19 replies to this topic

#1 matthew180 OFFLINE  

matthew180

    River Patroller

  • 2,544 posts
  • Location:Castaic, California

Posted Thu Jan 4, 2018 12:49 AM

I found some old program printouts, nice 9-pin dot-matrix all-caps 99/4A BASIC-code goodness.  I took some nice high-res photos and tried running them through every OCR program (online and offline) I could find, but they all fail miserably.  All the software seems to try and determine the language and make sense of the code as English (or whatever language it auto-detects when that fails).  Does anyone know of a *dumb* OCR program that will just worry about individual characters, or any OCR designed for technical documentation, code, etc.?



#2 Opry99er OFFLINE  

Opry99er

    Quadrunner

  • 9,898 posts
  • Location:Hustisford, WI

Posted Thu Jan 4, 2018 10:53 AM

I used to work for a guy who ran a data archiving warehouse. Companies would send documents in crates, we would scan them in and then run them through an OCR program. IIRC, there was very little error checking on the OCR, as he would send the companies both the scans and the searchable OCR docs. IIRC, it was called Abby or Addy or something of the like. Pretty sure it was commercial though.

#3 Opry99er OFFLINE  

Opry99er

    Quadrunner

  • 9,898 posts
  • Location:Hustisford, WI

Posted Thu Jan 4, 2018 11:05 AM

I looked it up.. it was Abbyy.

This was in about 2007, so it would have been an older piece of software... they have more modern software available but its like $150 to purchase. Yikes....

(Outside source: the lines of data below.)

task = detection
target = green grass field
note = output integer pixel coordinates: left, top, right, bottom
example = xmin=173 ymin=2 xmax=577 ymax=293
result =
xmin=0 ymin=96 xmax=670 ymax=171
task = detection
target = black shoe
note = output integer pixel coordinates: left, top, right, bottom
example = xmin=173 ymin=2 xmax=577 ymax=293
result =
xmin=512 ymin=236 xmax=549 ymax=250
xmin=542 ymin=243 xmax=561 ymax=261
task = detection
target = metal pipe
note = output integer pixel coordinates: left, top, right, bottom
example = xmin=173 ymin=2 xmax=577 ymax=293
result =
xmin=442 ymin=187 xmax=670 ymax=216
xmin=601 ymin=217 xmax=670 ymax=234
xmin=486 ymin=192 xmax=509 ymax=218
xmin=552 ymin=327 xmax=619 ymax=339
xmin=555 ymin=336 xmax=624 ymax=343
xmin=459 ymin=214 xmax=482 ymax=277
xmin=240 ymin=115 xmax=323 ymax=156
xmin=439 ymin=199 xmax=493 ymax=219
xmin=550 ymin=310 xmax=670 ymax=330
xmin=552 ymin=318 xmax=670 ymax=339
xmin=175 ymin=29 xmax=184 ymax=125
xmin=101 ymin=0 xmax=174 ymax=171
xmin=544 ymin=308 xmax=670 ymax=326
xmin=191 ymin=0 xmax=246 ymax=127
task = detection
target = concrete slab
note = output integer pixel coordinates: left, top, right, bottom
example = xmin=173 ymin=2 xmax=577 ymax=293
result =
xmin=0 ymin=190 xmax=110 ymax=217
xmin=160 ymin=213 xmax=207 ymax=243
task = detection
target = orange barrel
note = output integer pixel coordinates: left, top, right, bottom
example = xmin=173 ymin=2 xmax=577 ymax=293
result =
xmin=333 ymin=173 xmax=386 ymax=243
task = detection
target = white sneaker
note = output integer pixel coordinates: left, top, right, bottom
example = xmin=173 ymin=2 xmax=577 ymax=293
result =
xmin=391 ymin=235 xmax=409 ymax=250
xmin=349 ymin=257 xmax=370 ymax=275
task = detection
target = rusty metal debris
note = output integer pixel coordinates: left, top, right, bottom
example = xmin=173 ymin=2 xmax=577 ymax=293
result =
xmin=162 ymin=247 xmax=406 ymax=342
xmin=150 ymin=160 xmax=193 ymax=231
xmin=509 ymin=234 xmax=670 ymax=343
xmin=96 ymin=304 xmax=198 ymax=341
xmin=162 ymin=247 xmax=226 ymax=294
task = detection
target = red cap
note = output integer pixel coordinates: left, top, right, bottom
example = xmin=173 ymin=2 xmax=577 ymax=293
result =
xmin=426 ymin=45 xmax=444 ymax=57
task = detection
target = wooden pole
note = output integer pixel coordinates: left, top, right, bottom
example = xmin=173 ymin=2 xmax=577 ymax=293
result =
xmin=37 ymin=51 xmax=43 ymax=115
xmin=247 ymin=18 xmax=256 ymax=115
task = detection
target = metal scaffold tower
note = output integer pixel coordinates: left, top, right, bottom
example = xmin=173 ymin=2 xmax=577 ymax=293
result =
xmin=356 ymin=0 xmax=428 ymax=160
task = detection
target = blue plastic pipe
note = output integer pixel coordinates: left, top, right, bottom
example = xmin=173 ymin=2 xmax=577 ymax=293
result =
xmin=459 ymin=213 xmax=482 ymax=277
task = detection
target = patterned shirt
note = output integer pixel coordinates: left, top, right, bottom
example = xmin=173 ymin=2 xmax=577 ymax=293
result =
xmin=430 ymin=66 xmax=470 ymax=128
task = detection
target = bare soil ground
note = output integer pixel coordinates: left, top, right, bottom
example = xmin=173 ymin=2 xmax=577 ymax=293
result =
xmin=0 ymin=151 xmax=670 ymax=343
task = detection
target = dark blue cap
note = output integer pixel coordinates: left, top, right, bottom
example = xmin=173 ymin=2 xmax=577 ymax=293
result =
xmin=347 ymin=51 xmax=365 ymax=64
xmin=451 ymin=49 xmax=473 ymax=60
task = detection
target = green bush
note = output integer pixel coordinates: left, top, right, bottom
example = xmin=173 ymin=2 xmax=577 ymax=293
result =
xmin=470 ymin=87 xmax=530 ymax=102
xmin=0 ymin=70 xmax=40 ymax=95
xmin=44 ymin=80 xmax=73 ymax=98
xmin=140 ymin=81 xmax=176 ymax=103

Might find one of the older programs in public domain though. I cannot remember the actual software name, even after looking at the ones from that era.

#4 Opry99er OFFLINE  

Opry99er

    Quadrunner

  • 9,898 posts
  • Location:Hustisford, WI

Posted Thu Jan 4, 2018 11:07 AM

Additionally, if your primary interest is program recovery, I would be happy to type the programs up for you. Ill have some time this week, since the family is out of town.

#5 mizapf OFFLINE  

mizapf

    River Patroller

  • 3,393 posts
  • Location:Germany

Posted Thu Jan 4, 2018 11:17 AM

Did you already try Tesseract?



#6 matthew180 OFFLINE  

matthew180

    River Patroller

  • Topic Starter
  • 2,544 posts
  • Location:Castaic, California

Posted Thu Jan 4, 2018 1:34 PM

@Opry99er, Abbyy is one of the first programs to come up when you search for OCR, and their online service failed miserably, just like Google, and everyone else.  Right now I only have one program that I found in one of my old COMPUTE! magazines.  Apparently I made some fixes and changes though, since there is some of my chicken-scratch in the magazine.  If you really want to type in the program, here is the link to the edition with the code (starts on pg 44):

 

https://archive.org/...ompute-magazine

 

I really love the Internet Archive! (and yes I donate to it.)  I'm actually considering getting rid of my paper magazines because they have archived everything I have in paper form.  Anyway, I found the print-out tucked in the magazine and thought "gee, I should be able to OCR this in seconds these days, and I can put it up on AtariAge for people who like the old BASIC games..."  Two hours later and I was still trying to find *any* software that could OCR the code and just leave it alone.

 

@mizapf, Tesseract is the only program I did not try directly yet, mostly because it was not "quick and simple" and a lot of what I read is that it is a pain in the ass to use, you have to train it, blah blah blah.  Also, apparently, it is the engine used in things like Google's OCR and such, and that failed for me too.  However, I looked at the command line parms and you still have to specify a language, so I assume it will fail just as badly as everything else because it will be trying to find English words, which code it not.

 

This was not supposed to be a huge endeavor, and I have already wasted more time trying to get it to work than it would have taken me to just type it again.  Why is that always the way it goes when you are trying to do something you think should be simple by now?

 

I have attached the first page if anyone wants to give it a try.  I cropped the text and reduced the color to 1-bit black and white, otherwise the image is unmodified.  I read that for OCR, characters need to be at least 10-pixels tall, which is easily the case here.  After zooming in, I now see maybe the problem is too much data and separation between the dots from the printer.  Maybe reducing the image to get the dots to merge would help?  I don't know.  Again the goal was quick-and-dirty OCR, which I did not achieve.

Attached Files



#7 Opry99er OFFLINE  

Opry99er

    Quadrunner

  • 9,898 posts
  • Location:Hustisford, WI

Posted Thu Jan 4, 2018 1:43 PM

I didnt know Abbyy had an online OCR. Thats cool, but if it doesnt work, kind of useless to us.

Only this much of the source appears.